Buddhist psychology speaks to cultivating healthy desires, minimizing unhealthy desires and ultimately going beyond desire.
Willpower determines how energy flows. Healthy desires lead to gratitude, joy, generosity, stewardship and service. Unhealthy desires lead to greed, compulsion, self-centeredness and suffering.
I remember years ago on a retreat going through the food line and realizing that what I'd choose to eat would have three potential qualities. Anything I ate would either give me energy, be neutral or drain my energy. I'd either feel uplifted, the same or worse.
I started to slow down my food selection. I'd look at the dish in front of me and ask my body if it was going to give me energy, be neutral or be a drain. (I soon realized it wasn't just what I chose, it was how much as well.) That slowing down helped me quite a bit.

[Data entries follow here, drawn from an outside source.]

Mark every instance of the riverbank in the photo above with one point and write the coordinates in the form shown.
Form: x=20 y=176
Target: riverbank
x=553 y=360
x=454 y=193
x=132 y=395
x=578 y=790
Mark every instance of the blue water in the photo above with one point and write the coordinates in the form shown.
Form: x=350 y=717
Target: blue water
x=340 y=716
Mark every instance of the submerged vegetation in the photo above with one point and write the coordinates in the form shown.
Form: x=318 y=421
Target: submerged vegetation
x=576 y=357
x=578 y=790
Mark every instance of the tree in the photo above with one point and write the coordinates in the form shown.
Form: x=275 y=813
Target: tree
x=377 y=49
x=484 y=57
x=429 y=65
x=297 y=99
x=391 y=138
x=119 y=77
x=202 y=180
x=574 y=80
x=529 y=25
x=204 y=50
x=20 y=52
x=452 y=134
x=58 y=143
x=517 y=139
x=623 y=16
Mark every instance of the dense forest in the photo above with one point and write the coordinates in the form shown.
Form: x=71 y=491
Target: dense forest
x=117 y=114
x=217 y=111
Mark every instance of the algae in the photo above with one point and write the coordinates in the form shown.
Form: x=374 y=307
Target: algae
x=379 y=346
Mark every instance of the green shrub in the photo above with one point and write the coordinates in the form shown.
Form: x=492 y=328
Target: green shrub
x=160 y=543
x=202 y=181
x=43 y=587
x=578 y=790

I learned more about the difference between satisfying my mind and listening to my body.
The choices we face each day have the same possible outcomes, though the results may not be so immediate.
One of the most striking things about the potency of Buddhist psychology is how much emphasis there is on cause and effect.
We are invited to reflect on the consequences of any action.
If I restrain from a habit I know is not life-enhancing and pay attention, I notice some kind of compulsion or need arise. When I pull myself away from getting lost in internet surfing, for example, I notice a restlessness ... a desire for entertainment to satisfy a hungry, unsettled mind.
Stepping away from addiction reveals a 'hungry ghost,' some form of craving that gnaws from inside.
The Buddha put it this way:
Everything is based on mind, is led by mind, is fashioned by mind. If you speak and act with a polluted mind, suffering will follow you, as the wheels of the oxcart follow the footsteps of the ox. Everything is based on mind, is led by mind, is fashioned by mind. If you speak and act with a pure mind, happiness will follow you, as a shadow clings to a form.